If you’re a woman under 30, educate yourself on women’s issues of the past and present. Reach out to your older sisters, aunts, mothers, and grandmothers to learn of the efforts and accomplishments that preceded your lives. Relight the torch they carried. You are the future of women, and your daughters’ happiness and well-being depends on what you do with this issue now.

And women between 30 and 60, help both groups. You live at the intersection of energy and experience. Your generation let the torch go dim. The accomplishments seemed like enough and the world got busier, I know—I’m of the same era. But you’re in the best position to bridge the gap between the women older than you and those younger. These are your mothers and your daughters. They deserve no less.

I know this is easier to suggest than do. I know that. Though I’m not a woman, most of the closest people in my life have been women. I know how hard it is to speak up—you’ll encounter reprisals from both men and other women (who fear speaking up themselves). You’ll be put down. You’ll be called “feminazis,” as Rush Limbaugh called the very women he was bullying. The best way to keep you from speaking up is to keep you down. And it’s a risk for me, too, although to a lesser extent. I’m publishing this essay on my blog; I’m not hiding behind a pen name. I’m posting it on Facebook and Google+ and anywhere else it can go. I may lose “friends” or clients, I may piss off certain people, and I don’t care. The truth is, no sane man would accept Limbaugh’s words if they were directed at a woman that man loves. So, I hope this will serve to show you are not alone—there are millions of women and men who feel as you do.
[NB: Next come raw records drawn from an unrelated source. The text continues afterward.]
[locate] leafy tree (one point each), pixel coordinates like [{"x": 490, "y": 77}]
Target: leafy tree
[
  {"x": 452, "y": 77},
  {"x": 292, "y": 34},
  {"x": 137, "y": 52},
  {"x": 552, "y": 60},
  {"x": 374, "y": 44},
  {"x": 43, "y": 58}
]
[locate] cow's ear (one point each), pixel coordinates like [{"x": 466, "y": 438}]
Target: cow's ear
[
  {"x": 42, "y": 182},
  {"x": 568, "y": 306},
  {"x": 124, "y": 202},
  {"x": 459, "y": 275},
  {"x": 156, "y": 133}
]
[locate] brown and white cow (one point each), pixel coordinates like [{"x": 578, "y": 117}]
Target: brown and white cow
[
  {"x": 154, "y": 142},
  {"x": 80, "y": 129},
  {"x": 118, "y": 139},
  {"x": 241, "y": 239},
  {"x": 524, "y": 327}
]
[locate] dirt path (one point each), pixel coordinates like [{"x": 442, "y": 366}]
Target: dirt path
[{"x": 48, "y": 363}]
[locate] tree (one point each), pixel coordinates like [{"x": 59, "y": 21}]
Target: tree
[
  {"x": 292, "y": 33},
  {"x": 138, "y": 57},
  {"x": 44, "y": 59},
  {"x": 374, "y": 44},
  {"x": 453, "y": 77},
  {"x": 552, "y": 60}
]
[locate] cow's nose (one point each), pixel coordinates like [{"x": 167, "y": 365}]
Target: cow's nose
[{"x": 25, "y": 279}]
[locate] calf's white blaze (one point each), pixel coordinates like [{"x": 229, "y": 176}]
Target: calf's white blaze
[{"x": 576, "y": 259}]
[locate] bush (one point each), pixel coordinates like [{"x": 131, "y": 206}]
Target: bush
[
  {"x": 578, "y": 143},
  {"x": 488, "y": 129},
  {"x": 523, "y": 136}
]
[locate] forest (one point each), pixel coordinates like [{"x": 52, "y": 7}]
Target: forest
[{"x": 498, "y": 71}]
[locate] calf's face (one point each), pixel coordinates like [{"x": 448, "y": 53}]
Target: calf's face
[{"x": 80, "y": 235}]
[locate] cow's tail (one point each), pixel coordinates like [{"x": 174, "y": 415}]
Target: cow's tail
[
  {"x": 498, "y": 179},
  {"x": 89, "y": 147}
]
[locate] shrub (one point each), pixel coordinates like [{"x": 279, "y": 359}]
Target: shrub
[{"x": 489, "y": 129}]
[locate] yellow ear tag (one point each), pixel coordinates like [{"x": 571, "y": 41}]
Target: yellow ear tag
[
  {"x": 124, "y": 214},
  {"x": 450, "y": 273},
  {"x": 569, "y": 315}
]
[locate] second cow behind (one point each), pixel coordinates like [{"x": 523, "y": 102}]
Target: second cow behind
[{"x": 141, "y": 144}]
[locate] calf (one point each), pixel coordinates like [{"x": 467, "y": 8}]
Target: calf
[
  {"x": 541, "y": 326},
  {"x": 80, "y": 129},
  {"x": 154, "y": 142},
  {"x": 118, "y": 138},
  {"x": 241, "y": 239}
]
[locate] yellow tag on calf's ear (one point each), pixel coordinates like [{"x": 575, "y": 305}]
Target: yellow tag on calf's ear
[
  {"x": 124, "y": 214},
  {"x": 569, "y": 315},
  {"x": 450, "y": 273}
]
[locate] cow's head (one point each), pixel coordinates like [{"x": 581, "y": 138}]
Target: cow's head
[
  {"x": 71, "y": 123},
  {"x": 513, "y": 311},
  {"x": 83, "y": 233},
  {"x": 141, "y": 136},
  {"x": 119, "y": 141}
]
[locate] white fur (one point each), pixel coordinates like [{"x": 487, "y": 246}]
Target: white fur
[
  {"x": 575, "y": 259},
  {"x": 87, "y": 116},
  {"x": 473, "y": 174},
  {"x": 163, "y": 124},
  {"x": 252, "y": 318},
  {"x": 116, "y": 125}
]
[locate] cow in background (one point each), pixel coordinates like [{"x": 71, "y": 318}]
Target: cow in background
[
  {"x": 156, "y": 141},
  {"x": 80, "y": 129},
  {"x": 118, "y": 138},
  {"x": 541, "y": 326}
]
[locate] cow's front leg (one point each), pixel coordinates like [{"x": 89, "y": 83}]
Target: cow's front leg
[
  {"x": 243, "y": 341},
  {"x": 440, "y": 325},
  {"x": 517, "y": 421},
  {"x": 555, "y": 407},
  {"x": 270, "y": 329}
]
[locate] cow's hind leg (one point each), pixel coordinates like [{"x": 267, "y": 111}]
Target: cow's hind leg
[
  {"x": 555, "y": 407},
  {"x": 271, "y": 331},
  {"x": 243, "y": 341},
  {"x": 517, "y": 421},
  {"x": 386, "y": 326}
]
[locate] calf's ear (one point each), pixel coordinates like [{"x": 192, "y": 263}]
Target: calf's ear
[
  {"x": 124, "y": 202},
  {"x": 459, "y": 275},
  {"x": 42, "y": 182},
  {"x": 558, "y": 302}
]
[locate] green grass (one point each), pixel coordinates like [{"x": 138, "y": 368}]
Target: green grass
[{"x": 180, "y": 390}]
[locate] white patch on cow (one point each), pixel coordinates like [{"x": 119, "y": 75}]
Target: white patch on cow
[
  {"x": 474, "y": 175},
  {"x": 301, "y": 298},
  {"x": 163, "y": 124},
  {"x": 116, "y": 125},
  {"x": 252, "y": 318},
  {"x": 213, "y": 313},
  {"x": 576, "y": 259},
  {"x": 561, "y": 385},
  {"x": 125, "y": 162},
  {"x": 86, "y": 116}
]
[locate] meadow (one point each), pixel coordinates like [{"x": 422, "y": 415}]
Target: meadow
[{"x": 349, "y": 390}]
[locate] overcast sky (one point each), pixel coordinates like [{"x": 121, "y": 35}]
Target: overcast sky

We’ve all just chosen the safety of silence.

But it doesn’t have to be that way. Unlike the people of Syria or Egypt or Libya or North Korea, we don’t face the death penalty for speaking out. We don’t have to huddle in our homes to avoid government sniper fire or air strikes. We won’t be imprisoned as political dissidents.

No, we don’t have to worry about those things because we have free speech. The very same right that allows Rush Limbaugh to speak his despicable words allows us the ability to transform them into a greater good. He has the airwaves, but we have the numbers. When I wrote of the consequences for his free speech, you probably thought I meant his job, but I actually didn’t. The consequences can be something greater, something that serves a much higher purpose—whatever evil that feeds his thinking, that multiplies in the darkness of apathy like roaches and mold, can be now exposed to the light and vanquished forever. But only if we seize the day.